Confcooperative Roma e Lazio nell’ultimo anno è stata la prima in Italia per numero di nuove cooperative associate, c’è ancora fermento quindi?
“Il fermento va colto e abbiamo cercato di fare questo: andare nei luoghi in cui si sviluppa innovazione, partecipazione, progettualità: nelle Università prima di tutto e poi nei mondi legati alla digitalizzazione e abbiamo trovato un patrimonio di opportunità. Crescere ogni anno, da 3 anni, anche in piena pandemia, di circa il 10% di associate, è un risultato di cui siamo molto orgogliosi”.
Per quanto riguarda la cooperazione al femminile invece cosa state facendo di concreto?
“La Commissione Dirigenti Donne sta facendo un lavoro molto importante, di connessione, di conoscenza, di approfondimento che ha aperto una stagione di grande dinamismo sulla questione della parità di genere. Sono stati realizzati dei momenti formativi, una pagina Facebook dedicata, un calendario di attività e una serie di progettualità che cercheranno di analizzare un dato di grande importanza: il Lazio è la regione con la crescita maggiore di cooperative (aderenti a Conf) a guida femminile tra il 2015 è il 2020”.

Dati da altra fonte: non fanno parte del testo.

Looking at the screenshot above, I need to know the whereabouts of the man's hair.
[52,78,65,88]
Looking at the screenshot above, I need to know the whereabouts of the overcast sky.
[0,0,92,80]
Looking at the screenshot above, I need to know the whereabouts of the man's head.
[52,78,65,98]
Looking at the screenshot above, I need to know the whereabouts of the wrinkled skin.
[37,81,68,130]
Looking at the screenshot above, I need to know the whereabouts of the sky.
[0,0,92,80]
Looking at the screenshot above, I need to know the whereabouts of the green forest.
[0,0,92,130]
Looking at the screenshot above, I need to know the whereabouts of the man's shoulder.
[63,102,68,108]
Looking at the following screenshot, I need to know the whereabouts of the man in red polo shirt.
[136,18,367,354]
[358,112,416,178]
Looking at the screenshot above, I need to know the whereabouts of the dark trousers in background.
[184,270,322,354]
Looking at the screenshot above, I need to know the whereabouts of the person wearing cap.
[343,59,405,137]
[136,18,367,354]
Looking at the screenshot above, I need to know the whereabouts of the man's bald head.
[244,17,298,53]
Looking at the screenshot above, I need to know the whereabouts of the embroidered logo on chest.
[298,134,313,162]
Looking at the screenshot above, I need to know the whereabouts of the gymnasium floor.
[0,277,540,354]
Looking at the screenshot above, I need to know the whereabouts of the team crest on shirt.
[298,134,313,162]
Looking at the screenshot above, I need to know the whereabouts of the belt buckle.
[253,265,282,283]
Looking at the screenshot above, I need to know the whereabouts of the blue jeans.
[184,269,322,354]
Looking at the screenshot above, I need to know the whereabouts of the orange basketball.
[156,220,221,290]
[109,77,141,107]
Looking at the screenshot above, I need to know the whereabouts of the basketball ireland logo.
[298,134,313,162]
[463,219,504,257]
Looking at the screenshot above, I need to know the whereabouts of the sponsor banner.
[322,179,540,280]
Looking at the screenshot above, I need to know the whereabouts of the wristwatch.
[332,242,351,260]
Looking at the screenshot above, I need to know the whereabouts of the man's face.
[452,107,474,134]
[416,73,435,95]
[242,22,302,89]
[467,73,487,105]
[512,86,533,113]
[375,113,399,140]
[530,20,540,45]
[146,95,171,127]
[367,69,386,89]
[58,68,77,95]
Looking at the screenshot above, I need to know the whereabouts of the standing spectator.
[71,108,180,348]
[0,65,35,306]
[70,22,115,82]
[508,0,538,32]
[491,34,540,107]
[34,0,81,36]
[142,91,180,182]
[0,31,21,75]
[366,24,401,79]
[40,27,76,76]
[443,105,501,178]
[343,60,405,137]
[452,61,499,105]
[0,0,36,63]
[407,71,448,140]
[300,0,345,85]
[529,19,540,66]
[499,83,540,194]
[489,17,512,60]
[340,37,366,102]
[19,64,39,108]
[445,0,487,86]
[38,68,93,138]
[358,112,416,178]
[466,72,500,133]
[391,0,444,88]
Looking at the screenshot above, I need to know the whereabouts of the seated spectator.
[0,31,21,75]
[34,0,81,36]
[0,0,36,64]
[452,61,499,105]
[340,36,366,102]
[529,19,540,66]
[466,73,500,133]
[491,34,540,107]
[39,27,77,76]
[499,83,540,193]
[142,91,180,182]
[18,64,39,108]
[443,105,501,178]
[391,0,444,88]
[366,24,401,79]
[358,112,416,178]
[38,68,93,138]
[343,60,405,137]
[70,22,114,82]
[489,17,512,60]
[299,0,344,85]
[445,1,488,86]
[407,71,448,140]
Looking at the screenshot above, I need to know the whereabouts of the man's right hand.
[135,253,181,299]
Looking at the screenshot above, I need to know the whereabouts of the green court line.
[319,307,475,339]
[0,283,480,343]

Per i giovani del territorio che occasione può essere la cooperazione?
“Noi lo crediamo fortemente e questo è il segnale che raccogliamo con i nostri progetti di Alternanza Scuola-Lavoro, con il progetto Coop-up nelle università, con il servizio civile che trova nelle nostre cooperative terreno fertile per la permanenza anche dopo il periodo previsto dalla norma. La sfida di un lavoro da fare insieme, soprattutto ora in una fase post pandemica, in uscita da un isolamento forzato, siamo convinti che possa stimolare i ragazzi a cimentarsi in questo modello imprenditoriale”.
Si parla di Green Deal, di transizione ecologica, secondo lei è arrivato davvero il momento per cambiare paradigma, a tanti livelli?
“Secondo me è una occasione da non perdere, non perché sia solo bello da raccontare e perché è di tendenza, ma perché la sostenibilità, soprattutto nella accezione prevista dalla Agenda 2030 delle Nazioni Unite, può veramente moltiplicare gli effetti benefici di un sistema economico. Un punto comune in cui si vinca tutti: ambiente, territorio e economia. Se non ora, quando?”.